Ora grazie al coraggio di Gisèle Pelicot in Francia le manifestazioni hanno per slogan “La vergogna cambia campo”. Non è più la vittima a doversi vergognare, come sempre è stato per i reati sessuali, ma finalmente il carnefice. In questo caso la vittima è una donna di 71 anni che ha deciso di metterci la faccia non tanto per se stessa quanto per tutte le altre. Ha chiesto al tribunale di Avignone che il processo avvenisse a porte aperte, ha voluto che i video dei suoi stupri fossero dati in pasto al mondo intero. Perché non è lei a doversi vergognare ma suo marito, tutti gli uomini che hanno partecipato a quegli stupri, tutti quelli che non c’erano ma avrebbero potuto esserci. E tutto ciò affinché questo processo raggiunga le coscienze di tutti, vi prenda casa, non sia mai dimenticato, le trasformi in coscienze nuove.

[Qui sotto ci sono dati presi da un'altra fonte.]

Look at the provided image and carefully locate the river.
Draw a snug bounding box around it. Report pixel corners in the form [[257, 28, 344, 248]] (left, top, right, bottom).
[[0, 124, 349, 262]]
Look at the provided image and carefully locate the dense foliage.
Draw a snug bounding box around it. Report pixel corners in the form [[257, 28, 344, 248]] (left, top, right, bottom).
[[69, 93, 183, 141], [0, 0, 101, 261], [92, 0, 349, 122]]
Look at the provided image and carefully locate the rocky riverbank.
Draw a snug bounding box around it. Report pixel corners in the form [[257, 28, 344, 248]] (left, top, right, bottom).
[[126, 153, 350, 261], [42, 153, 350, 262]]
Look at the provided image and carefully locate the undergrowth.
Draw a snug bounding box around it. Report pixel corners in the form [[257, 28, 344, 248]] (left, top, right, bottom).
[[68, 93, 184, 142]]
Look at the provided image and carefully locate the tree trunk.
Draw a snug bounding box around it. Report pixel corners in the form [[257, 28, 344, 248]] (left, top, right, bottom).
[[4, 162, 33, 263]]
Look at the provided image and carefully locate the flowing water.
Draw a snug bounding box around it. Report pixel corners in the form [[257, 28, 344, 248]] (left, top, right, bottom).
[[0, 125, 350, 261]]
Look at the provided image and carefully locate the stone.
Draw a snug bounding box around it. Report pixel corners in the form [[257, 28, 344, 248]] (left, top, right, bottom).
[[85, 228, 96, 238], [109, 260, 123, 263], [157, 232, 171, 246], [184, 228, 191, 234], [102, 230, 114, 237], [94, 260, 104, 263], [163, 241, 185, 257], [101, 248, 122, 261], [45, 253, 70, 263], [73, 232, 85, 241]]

La cultura omofoba e razzista che si portava in aula nel Novecento è la stessa combattuta oggi da ecoattivismo e femminismo. Le violenze e gli abusi citati in giudizio – ambientali o di genere che siano – non sono anomalie ma conseguenze sistemiche di quella cultura. E questa a sua volta è fondamento del modo di produzione capitalistico. Forse siamo immersi in un percorso lungo e tortuoso che lega Il buio oltre la siepe a Gisèle Pelicot e al contadino peruviano che chiede a RWE di risarcire le ferite inferte all’ambiente in cui vive. Forse coincideranno il momento in cui nessun uomo penserà più a una donna in termini di purezza e possesso e quello in cui gli umani smetteranno di recintare foreste “vergini” e spremere terreni fino a esaurirne la linfa vitale. Guardare questi processi in una stessa ottica ci aiuta a inserirli in una critica sociale più vasta e profonda che mette in discussione l’intero sistema di pensiero in cui queste violenze affondano le proprie radici.